L’intelligence artificielle (IA) va bouleverser le sport

Thomas Bach n’en démord pas, l’intelligence artificielle (IA) est l’avenir du sport. C’est à l’occasion d’un voyage au Fidji le mois dernier qu’il a révélé son projet. C’est à Londres, ce week-end, que le président du CIO a incité les participants « d’utiliser le vaste potentiel de l’IA de manière responsable ».

 

Invité à l’Assemblée générale de l’Association des Comités nationaux olympiques d’Océanie (ONOC) aux Fidji le mois dernier, Thomas Bach s’était montré très enthousiaste à l’idée dont l’intelligence artificielle (IA) allait changer profondément le sport. Pour Thomas Bach, les principaux axes de travail du CIO concernent aujourd’hui, l’e-sport et le jeu vidéo, mais également l’IA.

 

L’e-sport en particulier intéresse le CIO, car trois milliards de personnes jouent aux jeux vidéos et ne pratiquent plus d’activité physique ni sportive. Tout en respectant les valeurs de non-violence, de non-discrimination, de respect et de tolérance, il est possible pour l’organisation mondiale du sport de se rapprocher de cette communauté et la convaincre.

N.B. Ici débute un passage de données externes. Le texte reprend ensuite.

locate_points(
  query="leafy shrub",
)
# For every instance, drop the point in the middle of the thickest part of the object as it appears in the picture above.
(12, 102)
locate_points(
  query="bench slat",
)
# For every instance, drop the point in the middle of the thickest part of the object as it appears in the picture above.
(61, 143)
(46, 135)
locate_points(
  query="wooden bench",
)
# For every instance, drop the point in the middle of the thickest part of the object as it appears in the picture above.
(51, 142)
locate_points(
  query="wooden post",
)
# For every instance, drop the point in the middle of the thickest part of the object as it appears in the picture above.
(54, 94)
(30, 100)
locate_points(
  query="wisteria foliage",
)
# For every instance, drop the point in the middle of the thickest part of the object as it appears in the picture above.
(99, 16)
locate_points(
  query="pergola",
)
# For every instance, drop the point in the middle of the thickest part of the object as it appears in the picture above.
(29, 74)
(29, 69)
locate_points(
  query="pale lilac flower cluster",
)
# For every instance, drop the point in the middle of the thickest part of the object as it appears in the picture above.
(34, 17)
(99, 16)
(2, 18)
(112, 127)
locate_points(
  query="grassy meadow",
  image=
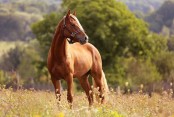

La commission de l’e-sport dirigée par le Français David Lappartient est chargé d’étudier la création de Jeux olympiques de l’e-sport.

 

En ce qui concerne l’intelligence artificielle, le président du CIO est convaincu que « L’IA a le potentiel de changer le sport à bien des égards, de l’entrainement des athlètes au jugement et à l’arbitrage, en passant par la lutte contre le dopage, l’expérience des spectateurs et la solidarité dans le sport. Le potentiel est énorme, mais les risques doivent être pris en compte ».

L’intelligence artificielle est un outil

Lors du forum de cette fin de semaine à Londres, Thomas Bach a pu exposer sa vision du sujet afin de capitaliser sur l’évolution rapide de la technologie. Selon le CIO, l’intelligence artificielle a le potentiel pour dénicher et identifier les athlètes prometteurs où qu’ils se trouvent dans le monde.

 

C’est ainsi que le CIO s’est associé à Intel pour repérer des athlètes potentiels. L’entreprise a utilisé ses équipements au Sénégal, où elle a visité cinq villages et analysé les capacités athlétiques d’un millier d’enfants, en mesurant la hauteur à laquelle ils pouvaient sauter et la vitesse à laquelle ils pouvaient réagir. « Nous en avons trouvé 40 vraiment prometteurs » a déclaré Christoph Schell, directeur commercial d’Intel. Les résultats des enfants présélectionnés ont ensuite été analysés par un algorithme. Ce dernier donnait des indications sur les sports dans lesquels ces enfants pourraient devenir performants.

 

Si l’outil montre son efficacité, il ne doit pas écarter la vigilance. Sur ce point le CIO entend ne pas créer « le meilleur des mondes ». Bach met en garde sur le fait que les machines ne doivent pas être l’arbitre ultime de la carrière d’un jeune athlète. Quelqu’un qui est « un grand athlète de lutte doit toujours avoir la chance de jouer au tennis ». Autrement dit, les algorithmes ne doivent pas décider de tout.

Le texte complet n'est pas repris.